Every OpenClaw build, every enthusiast stacking Mac Minis, every startup clustering consumer hardware for local inference is competing for the same 64GB and 128GB Apple Silicon machines. Apple doesn’t overproduce. The M5 with 512GB will have allocation constraints at launch. NVIDIA’s consumer GPUs are already supply-limited because the data center business gets priority on wafer allocation.
When open source models cross the overnight-reliability threshold (12-18 months for Opus-tier coding), the people who already have hardware will start running. The people who don’t will be ordering into a backlog.
Memory chips are the bottleneck. HBM demand from data centers is pulling supply away from consumer hardware. DRAM pricing is rising. The $2,200 Mac Mini with 64GB unified memory is cheap right now because Apple locked in favorable memory contracts. That pricing isn’t guaranteed to hold.

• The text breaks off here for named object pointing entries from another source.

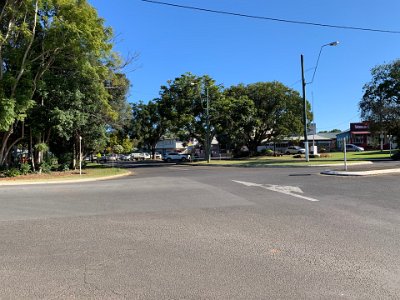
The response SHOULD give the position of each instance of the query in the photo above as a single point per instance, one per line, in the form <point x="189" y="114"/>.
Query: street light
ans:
<point x="208" y="143"/>
<point x="304" y="95"/>
<point x="80" y="155"/>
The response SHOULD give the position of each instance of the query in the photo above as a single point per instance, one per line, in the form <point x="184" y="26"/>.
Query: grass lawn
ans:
<point x="91" y="171"/>
<point x="289" y="160"/>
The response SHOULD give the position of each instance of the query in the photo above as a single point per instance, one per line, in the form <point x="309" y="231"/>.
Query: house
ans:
<point x="359" y="134"/>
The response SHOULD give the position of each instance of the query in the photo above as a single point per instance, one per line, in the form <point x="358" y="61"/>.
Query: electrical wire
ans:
<point x="271" y="19"/>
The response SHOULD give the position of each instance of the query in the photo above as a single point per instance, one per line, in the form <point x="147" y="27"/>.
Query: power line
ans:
<point x="271" y="19"/>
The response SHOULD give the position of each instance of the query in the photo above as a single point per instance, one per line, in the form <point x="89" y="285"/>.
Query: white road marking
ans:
<point x="284" y="189"/>
<point x="178" y="168"/>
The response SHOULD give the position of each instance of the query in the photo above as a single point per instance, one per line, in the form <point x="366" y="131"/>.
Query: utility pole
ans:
<point x="304" y="109"/>
<point x="208" y="139"/>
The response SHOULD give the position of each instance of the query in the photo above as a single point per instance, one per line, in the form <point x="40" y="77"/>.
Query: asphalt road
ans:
<point x="188" y="232"/>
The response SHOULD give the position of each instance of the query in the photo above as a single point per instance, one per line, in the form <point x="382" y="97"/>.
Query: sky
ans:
<point x="171" y="41"/>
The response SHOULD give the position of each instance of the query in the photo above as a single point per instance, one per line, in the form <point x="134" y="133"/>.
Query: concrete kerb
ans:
<point x="79" y="180"/>
<point x="362" y="173"/>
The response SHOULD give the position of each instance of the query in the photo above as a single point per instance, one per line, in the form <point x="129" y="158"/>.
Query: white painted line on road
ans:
<point x="178" y="168"/>
<point x="283" y="189"/>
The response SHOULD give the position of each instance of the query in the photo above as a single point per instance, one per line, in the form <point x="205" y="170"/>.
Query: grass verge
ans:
<point x="291" y="160"/>
<point x="92" y="171"/>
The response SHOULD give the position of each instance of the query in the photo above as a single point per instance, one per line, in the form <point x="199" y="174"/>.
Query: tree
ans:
<point x="380" y="103"/>
<point x="330" y="131"/>
<point x="186" y="101"/>
<point x="276" y="112"/>
<point x="149" y="123"/>
<point x="59" y="76"/>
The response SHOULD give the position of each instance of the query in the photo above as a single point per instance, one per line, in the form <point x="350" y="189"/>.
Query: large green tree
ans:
<point x="275" y="111"/>
<point x="380" y="103"/>
<point x="185" y="100"/>
<point x="59" y="75"/>
<point x="149" y="123"/>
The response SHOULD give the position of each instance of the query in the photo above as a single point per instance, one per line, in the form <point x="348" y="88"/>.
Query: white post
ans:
<point x="80" y="155"/>
<point x="345" y="154"/>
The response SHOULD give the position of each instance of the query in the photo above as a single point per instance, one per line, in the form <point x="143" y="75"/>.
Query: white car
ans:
<point x="295" y="150"/>
<point x="175" y="156"/>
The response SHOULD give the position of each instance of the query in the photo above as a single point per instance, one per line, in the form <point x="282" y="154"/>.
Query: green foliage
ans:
<point x="13" y="172"/>
<point x="118" y="149"/>
<point x="42" y="147"/>
<point x="127" y="145"/>
<point x="266" y="111"/>
<point x="63" y="167"/>
<point x="60" y="75"/>
<point x="396" y="156"/>
<point x="380" y="102"/>
<point x="7" y="113"/>
<point x="25" y="168"/>
<point x="45" y="167"/>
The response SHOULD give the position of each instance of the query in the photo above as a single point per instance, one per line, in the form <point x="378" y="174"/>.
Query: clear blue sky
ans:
<point x="232" y="50"/>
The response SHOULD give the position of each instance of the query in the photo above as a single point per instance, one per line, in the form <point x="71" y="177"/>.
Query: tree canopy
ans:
<point x="380" y="103"/>
<point x="59" y="78"/>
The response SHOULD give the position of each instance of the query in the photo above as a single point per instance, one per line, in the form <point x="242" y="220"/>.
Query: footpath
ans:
<point x="378" y="167"/>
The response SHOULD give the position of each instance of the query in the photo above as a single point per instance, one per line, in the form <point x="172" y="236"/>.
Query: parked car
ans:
<point x="295" y="150"/>
<point x="137" y="156"/>
<point x="175" y="156"/>
<point x="352" y="147"/>
<point x="111" y="158"/>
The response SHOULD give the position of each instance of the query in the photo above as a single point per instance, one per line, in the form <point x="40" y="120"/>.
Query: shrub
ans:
<point x="45" y="167"/>
<point x="53" y="163"/>
<point x="63" y="167"/>
<point x="25" y="168"/>
<point x="13" y="172"/>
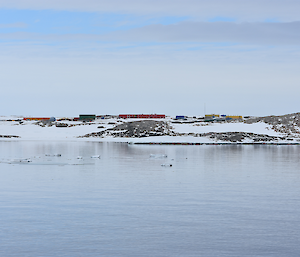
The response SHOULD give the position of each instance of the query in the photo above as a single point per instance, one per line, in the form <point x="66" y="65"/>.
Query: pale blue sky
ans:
<point x="62" y="58"/>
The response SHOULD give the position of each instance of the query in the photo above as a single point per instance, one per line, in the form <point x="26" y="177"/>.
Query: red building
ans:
<point x="142" y="116"/>
<point x="36" y="118"/>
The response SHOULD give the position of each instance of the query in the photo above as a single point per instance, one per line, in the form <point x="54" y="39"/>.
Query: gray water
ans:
<point x="213" y="200"/>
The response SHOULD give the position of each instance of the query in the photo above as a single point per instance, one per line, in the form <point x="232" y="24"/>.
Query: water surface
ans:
<point x="213" y="200"/>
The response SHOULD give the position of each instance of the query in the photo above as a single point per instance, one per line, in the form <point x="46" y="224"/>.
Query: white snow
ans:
<point x="28" y="130"/>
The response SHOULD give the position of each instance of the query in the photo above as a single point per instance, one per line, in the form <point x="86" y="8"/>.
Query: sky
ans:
<point x="175" y="57"/>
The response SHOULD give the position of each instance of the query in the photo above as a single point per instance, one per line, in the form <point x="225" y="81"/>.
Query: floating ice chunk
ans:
<point x="54" y="155"/>
<point x="158" y="156"/>
<point x="166" y="165"/>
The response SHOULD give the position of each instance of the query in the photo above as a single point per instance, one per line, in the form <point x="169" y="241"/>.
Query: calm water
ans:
<point x="213" y="201"/>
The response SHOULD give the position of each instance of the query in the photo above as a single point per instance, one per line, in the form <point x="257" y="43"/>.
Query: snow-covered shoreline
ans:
<point x="102" y="130"/>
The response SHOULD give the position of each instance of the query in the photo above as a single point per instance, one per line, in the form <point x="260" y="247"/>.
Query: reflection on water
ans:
<point x="213" y="200"/>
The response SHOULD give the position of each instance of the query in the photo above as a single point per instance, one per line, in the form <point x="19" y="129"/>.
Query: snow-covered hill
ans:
<point x="264" y="129"/>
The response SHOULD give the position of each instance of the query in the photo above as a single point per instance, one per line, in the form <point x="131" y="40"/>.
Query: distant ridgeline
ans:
<point x="217" y="117"/>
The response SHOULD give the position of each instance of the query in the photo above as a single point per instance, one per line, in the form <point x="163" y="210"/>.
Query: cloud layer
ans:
<point x="201" y="32"/>
<point x="247" y="10"/>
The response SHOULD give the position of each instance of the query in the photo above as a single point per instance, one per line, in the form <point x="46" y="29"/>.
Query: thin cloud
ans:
<point x="249" y="33"/>
<point x="200" y="32"/>
<point x="13" y="25"/>
<point x="246" y="10"/>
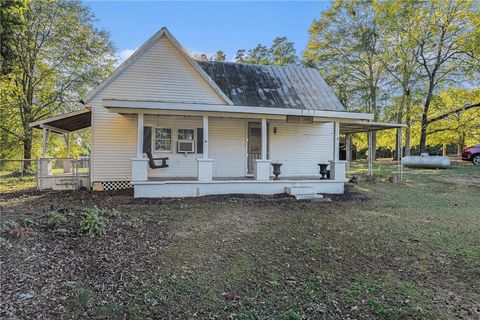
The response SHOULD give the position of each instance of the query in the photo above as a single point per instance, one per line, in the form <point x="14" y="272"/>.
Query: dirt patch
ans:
<point x="239" y="257"/>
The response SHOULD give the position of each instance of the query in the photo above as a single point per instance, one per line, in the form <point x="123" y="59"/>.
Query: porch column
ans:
<point x="337" y="166"/>
<point x="44" y="142"/>
<point x="348" y="150"/>
<point x="139" y="165"/>
<point x="140" y="135"/>
<point x="205" y="165"/>
<point x="262" y="171"/>
<point x="336" y="141"/>
<point x="400" y="154"/>
<point x="370" y="153"/>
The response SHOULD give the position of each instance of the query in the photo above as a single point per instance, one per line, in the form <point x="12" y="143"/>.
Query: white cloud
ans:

The practical path is what it’s always been with hardware bets: buy what’s useful today, and make sure it’s independently valuable if you change direction. A Mac Mini is a dev machine, a server, a build box. Two of them clustered run local inference and everything else. Nothing wasted.
If you’re going to want local inference in a year, the time to buy the hardware is before everyone else figures out the same math.
What I’m Doing About It
Nothing yet. API harnesses are too good right now. Claude Code with Opus 4.6 is the benchmark, Codex with GPT-5.2 close behind. The quality gap means switching today would be a downgrade.
But I’m watching:
DeepSeek V4 distill benchmarks. If a 32B distill lands within 30 ELO of Opus on coding, the math changes.
M5 pricing. If 512GB stays under $5K, a single machine runs anything.
Harness security. The prompt injection problem in agentic local systems is real and unsolved. An overnight agent with internet access and no good way to distinguish trusted from untrusted tokens isn’t just a reliability problem. It’s a security problem.
The convergence is real. The four trends are compounding. The question isn’t if you’ll be able to run frontier coding agents locally overnight. It’s whether your harness is ready when the models arrive.